@Judi, are you looking for specific instances involving people we know, rather than generalizations about attitudes and acts that have been perpetrated in the name of Christianity?
That might be a great idea, and I can certainly think of some folks at whom I’d like to shake a copy of your book. There are two hitches there, though:
—You’d have to know that the person considered himself a Christian—and what kind. The term has a broad general meaning that is just a category of religious practice, one of the big divisions of world religions, taking in all faiths based in a belief in Jesus as the son of God. It also refers specifically to those of the born-again persuasion. Some people are private about their faith, and they might even be among the best examples of good Christians, so Christianity doesn’t get credit for them. Some of the loudmouths are also the ones you don’t want as ambassadors.
—You’d have to know enough about the beliefs and practices of those folks to know they were violating them. “That’s not very Christian of them” presumes some knowledge.
There is also the fact that what is really Christian of them in this sense may be the very same moral and ethical standards that other faiths uphold.
I’d also want to be careful to distinguish between acts that are ordinary human foibles, failings, and shortcomings, on the one hand, and outright hypocrisy and falsity to one’s professed convictions, on the other.

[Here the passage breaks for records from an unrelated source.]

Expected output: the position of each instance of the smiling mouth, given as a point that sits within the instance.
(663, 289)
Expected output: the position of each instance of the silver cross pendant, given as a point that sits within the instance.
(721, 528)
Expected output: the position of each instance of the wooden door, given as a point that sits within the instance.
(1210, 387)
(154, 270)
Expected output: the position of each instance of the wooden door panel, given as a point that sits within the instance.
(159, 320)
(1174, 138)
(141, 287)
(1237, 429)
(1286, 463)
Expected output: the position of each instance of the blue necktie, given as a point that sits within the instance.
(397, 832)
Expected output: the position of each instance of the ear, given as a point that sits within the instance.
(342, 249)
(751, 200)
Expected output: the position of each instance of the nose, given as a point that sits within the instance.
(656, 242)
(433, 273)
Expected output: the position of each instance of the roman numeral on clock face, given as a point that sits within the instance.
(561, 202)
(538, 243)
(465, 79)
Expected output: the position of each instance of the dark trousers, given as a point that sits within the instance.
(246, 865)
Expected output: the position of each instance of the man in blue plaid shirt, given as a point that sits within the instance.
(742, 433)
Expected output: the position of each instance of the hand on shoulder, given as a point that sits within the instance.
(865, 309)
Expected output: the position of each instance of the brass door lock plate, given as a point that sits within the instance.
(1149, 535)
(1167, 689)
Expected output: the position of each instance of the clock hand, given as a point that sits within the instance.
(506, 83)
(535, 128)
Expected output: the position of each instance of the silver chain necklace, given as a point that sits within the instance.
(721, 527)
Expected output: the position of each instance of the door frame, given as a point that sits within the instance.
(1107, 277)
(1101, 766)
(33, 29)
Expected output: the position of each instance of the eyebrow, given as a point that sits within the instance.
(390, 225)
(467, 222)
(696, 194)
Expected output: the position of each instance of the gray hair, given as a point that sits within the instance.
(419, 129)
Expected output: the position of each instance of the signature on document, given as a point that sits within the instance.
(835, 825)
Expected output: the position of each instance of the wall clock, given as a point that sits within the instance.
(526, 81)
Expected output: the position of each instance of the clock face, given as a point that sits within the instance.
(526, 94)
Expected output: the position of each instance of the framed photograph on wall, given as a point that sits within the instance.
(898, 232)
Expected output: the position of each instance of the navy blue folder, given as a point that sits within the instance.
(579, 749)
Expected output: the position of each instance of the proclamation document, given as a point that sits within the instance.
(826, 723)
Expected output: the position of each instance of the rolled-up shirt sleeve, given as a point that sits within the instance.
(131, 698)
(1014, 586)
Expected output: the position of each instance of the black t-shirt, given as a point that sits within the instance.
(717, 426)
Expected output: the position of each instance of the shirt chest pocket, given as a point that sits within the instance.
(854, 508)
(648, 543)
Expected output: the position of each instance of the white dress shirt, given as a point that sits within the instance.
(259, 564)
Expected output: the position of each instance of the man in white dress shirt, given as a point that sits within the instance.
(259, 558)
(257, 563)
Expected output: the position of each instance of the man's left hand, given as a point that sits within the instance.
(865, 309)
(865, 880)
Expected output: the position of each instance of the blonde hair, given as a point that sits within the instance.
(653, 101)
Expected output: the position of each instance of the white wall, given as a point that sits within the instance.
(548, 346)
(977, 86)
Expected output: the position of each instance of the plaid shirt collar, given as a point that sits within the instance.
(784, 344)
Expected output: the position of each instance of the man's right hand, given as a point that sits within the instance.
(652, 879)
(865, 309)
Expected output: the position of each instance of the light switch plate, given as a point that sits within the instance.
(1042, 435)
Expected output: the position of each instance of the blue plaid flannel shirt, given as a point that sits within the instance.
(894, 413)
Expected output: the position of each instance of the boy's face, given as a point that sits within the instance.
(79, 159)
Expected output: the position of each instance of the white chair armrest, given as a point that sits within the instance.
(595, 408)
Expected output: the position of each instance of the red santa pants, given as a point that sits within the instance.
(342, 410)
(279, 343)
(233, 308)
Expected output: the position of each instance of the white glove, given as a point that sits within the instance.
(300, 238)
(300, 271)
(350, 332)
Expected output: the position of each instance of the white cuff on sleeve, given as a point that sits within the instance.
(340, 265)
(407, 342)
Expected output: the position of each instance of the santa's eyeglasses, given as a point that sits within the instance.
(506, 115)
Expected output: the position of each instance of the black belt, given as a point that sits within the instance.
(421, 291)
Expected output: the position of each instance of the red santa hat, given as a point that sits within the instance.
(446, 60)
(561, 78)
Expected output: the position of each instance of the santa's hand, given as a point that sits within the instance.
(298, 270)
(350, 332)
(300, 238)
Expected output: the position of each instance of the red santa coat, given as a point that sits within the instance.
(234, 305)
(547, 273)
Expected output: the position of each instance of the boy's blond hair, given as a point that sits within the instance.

If I were to offer you a suggestion, it would be that you pick some one small category of behavior—say, fibbing, which can be a very, very tricky topic—and write an article about it for the Christian magazine circuit. I hear from fellow writers’ club members that although they don’t pay a lot, you can sell the same story to many magazines, and it adds up. That is material and a credential to start from with your book.
Having grown up among Christians of the specific sort, I do know when self-avowed Christians are acting in a way to give Christians a bad name. One young fellow where my son worked talked about it a lot—and also treated his fellow believers well, while showing arrogant disdain toward others and even going out of his way to cause trouble for them.